To start using PyGGi, first register using a valid email address and create an account. Login using the valid credentials to reach the personal dashboard. To use PyGGi online, click on the respective toolkits such as PyGGi Bank to explore the glass database, PyGGi Seer to predict the properties, or PyGGi Zen to optimize glass compositions.
To explore the glass database for selected glasses, first, choose the components of interest. The components can be chosen by simply clicking on it. You can also search for the components in the search box on the right top.
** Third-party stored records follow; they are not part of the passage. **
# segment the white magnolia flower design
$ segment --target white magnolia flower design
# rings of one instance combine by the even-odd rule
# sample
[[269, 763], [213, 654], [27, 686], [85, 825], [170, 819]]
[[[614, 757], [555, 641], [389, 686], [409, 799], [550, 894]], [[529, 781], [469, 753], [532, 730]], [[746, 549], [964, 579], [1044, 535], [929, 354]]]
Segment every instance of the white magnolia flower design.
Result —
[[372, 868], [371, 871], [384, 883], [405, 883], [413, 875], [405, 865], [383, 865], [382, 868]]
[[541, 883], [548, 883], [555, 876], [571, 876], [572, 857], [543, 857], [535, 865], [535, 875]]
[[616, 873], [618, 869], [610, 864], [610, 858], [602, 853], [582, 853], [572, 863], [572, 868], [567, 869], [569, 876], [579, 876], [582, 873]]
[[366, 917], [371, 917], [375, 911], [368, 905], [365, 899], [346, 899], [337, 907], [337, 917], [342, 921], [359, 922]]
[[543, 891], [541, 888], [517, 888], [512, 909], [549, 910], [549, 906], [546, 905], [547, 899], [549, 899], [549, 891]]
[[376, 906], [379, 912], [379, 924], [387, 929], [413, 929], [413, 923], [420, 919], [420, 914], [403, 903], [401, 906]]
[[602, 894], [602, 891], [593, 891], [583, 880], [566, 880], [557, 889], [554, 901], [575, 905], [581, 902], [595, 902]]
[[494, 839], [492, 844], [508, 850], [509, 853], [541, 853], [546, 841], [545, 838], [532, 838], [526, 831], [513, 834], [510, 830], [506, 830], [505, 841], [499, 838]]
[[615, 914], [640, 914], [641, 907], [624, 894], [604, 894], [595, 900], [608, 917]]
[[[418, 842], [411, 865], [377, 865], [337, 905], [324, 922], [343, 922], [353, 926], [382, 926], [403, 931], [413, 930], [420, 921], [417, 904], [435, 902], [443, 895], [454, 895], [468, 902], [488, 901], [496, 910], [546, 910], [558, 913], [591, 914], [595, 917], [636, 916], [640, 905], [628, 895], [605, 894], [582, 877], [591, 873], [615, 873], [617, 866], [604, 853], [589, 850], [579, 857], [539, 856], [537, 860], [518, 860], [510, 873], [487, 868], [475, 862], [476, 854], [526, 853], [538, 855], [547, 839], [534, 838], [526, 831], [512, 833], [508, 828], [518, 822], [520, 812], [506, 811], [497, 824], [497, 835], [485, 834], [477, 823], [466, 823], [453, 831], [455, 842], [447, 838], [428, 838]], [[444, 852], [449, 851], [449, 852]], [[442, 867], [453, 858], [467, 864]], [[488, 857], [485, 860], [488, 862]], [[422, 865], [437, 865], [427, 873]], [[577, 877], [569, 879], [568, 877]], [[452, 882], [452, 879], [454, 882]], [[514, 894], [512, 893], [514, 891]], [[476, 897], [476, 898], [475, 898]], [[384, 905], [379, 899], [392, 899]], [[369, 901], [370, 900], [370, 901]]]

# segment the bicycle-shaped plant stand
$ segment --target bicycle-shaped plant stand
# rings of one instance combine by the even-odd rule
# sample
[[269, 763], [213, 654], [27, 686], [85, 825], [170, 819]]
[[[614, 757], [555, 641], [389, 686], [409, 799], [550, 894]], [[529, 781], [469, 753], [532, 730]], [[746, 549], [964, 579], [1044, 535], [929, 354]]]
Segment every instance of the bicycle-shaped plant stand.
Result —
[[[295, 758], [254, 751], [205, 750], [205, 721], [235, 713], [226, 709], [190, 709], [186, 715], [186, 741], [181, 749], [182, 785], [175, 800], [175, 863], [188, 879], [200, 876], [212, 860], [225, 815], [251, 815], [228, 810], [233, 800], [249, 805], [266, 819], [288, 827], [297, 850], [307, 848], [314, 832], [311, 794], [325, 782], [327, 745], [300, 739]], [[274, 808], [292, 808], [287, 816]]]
The selected components are displayed on the top. Once the components are selected, choose a property of interest. If you also want to see the source of the property, select “With Reference”. Once all the selections are done, click on “Get Preview”. You will be able to see all the results associated with the selected components.
The experimental data in PyGGi Bank has been obtained from various literature and the open-source glass database SciGlass. The GitHub repository of the database can be found here.
To predict the properties of your glass compositions of interest, first, choose the components of interest. The components can be chosen by simply clicking on it. You can also search for the components in the search box on the right top. The selected components are displayed on the top. Once the components are chosen, click on the “Add and proceed” button.
The next page will display the chosen components. Fill the percentage of each of the components in mol%. Ensure that the sum adds up to 100. Select the methodology of interest, that is, “Neural Network” or “Gaussian Process”. The results displayed will be based on the model chosen. Details of the models can be found here. The philosophy of the models are briefly explained below.
- Neural Network:
A neural network is a network composed of artificial neurons or nodes, which learns the input-output relationship from databases. Here, large database of glass properties from literature is used to develop neural networks for predicting the properties
- Gaussian Process:
Gaussian process regression assumes that the experimental data points used for training come from a multivariate normal distribution, i.e., every finite linear combination of them is normally distributed. Thus, by training on the large datasets of glasses Gaussian process allows predicting the properties of glasses along with the standard deviation in the prediction.
Once the methods are selected, click on the “Get Results” button. The results of all the properties are displayed in the next page. These results can be saved by clicking on “Save the Result”.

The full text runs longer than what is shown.